3M™ Passive Hearing Protectors, Bullseye Ultimate 10 (NRR 30dB): The Bull s Eye Ultimate 10 inch has the highest noise reduction rating on the market for any earmuff that has been tested by an accredited test facility. Dual cup design minimizes resonance in the system and gives a smoother attenuation over the whole frequency range, improving the speech intelligibility. The cups have different resonances, and they re separated by a compressed layer of special foam material.

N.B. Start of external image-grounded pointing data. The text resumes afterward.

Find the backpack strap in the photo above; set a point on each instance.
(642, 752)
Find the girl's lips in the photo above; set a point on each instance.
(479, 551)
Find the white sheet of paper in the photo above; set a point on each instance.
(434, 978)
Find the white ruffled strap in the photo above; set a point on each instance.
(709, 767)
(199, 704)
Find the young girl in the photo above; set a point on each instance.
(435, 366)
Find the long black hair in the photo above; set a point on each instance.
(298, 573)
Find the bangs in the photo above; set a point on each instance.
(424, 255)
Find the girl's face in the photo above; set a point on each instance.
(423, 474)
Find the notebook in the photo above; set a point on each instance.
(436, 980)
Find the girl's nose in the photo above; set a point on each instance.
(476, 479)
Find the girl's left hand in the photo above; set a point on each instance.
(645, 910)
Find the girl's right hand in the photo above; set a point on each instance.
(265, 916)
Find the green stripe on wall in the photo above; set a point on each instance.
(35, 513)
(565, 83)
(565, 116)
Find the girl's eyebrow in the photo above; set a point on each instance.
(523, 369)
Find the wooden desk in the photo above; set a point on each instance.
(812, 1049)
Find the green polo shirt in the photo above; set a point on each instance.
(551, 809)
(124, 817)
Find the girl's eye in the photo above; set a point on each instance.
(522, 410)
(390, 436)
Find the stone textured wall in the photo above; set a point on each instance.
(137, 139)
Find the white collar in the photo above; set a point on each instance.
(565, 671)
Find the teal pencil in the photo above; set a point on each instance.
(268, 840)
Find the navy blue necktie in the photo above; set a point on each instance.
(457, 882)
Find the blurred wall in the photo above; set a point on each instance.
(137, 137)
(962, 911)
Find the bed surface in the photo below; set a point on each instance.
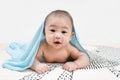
(101, 67)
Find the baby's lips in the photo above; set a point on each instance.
(57, 42)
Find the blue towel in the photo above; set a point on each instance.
(23, 55)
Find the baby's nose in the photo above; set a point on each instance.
(57, 35)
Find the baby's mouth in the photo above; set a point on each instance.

This absorbs energy in the same way as a shock absorber, thus reducing the sound transmitted from the shell of the cup..

Old model? Their Catalogue (http://solutions.3m.com/wps/portal/3M/en_EU/OccSafety/Home/Products/ProductCatalogue/?PC_7_RJH9U5230GE3E02LECFTDQKKT1000000_nid=K9PKQNNJ54beN8MT32R3VMgl) doesn't even list that muff. Their current catalogue says Bull's eye III is where it's at. And that doesn't make those claims.

Weird. Time to call 3M.

blackhawk556
April 3, 2012, 06:09 AM
These are the new Howard leight pro electronic with NRR 30. The old and popular sport series was only NRR 22 if I remember correctly.

http://item.mobileweb.ebay.com/viewitem?itemId=370599329695&siteId=0&isClassified=false

Sent from my Lumia 900 using Board Express

JohnBT
April 3, 2012, 09:02 AM
http://odspec.com/hearing/hearing.html

The 5th pic down is what both of my old Peltor Bullseye Ultimate 10 muffs look like. I have one in red and one in blue that was my father's.

After a little googling I have found a variety of names on the Ultimate 10 - Peltor, AO Safety and now 3M.

Okay, earlier when I said 3M bought Peltor, I should have said that 3M bought Aearo Technologies five years ago. www.aearo.com

Aearo included Peltor, AO Safety, EAR and a couple others.